6.9 Avoidable Haemostatic Problems in Elective Surgery

Any patient planned for elective surgery must be asked about previous episodes of abnormal bleeding. Underlying medical conditions, medication associated with impaired haemostatic function, or abnormal coagulation test results may require postponement of surgery until the abnormality has been identified or confirmed. Appropriate procedures should be undertaken prior to surgery to minimise the perioperative risks for bleeding and/ or thromboembolism. This may include consultation with specialists.
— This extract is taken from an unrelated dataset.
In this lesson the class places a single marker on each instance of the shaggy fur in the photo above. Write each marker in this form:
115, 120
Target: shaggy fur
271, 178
Congenital abnormalities of haemostasis such as haemophilia should be managed in consultation with a specialist haemophilia centre.

Warfarin

Unless contraindicated, warfarin anticoagulation should be stopped early enough before elective surgery to allow the prothrombin time (or INR; International Normalised Ratio) to approach normal. This should be guided by a local protocol for preoperative anticoagulant management, taking into account patient-related risk factors for both thrombosis and bleeding. Bridging anticoagulation with either low molecular weight heparin or heparin infusion may be indicated for patients with at least a moderate risk of thrombosis. Prior to surgery where the INR is stable and therapeutic, withdrawal of warfarin for 3 - 5 days is generally adequate to achieve reversal sufficient for surgery. A longer period may be required in the presence of malnutrition or other factors predisposing to vitamin K deficiency.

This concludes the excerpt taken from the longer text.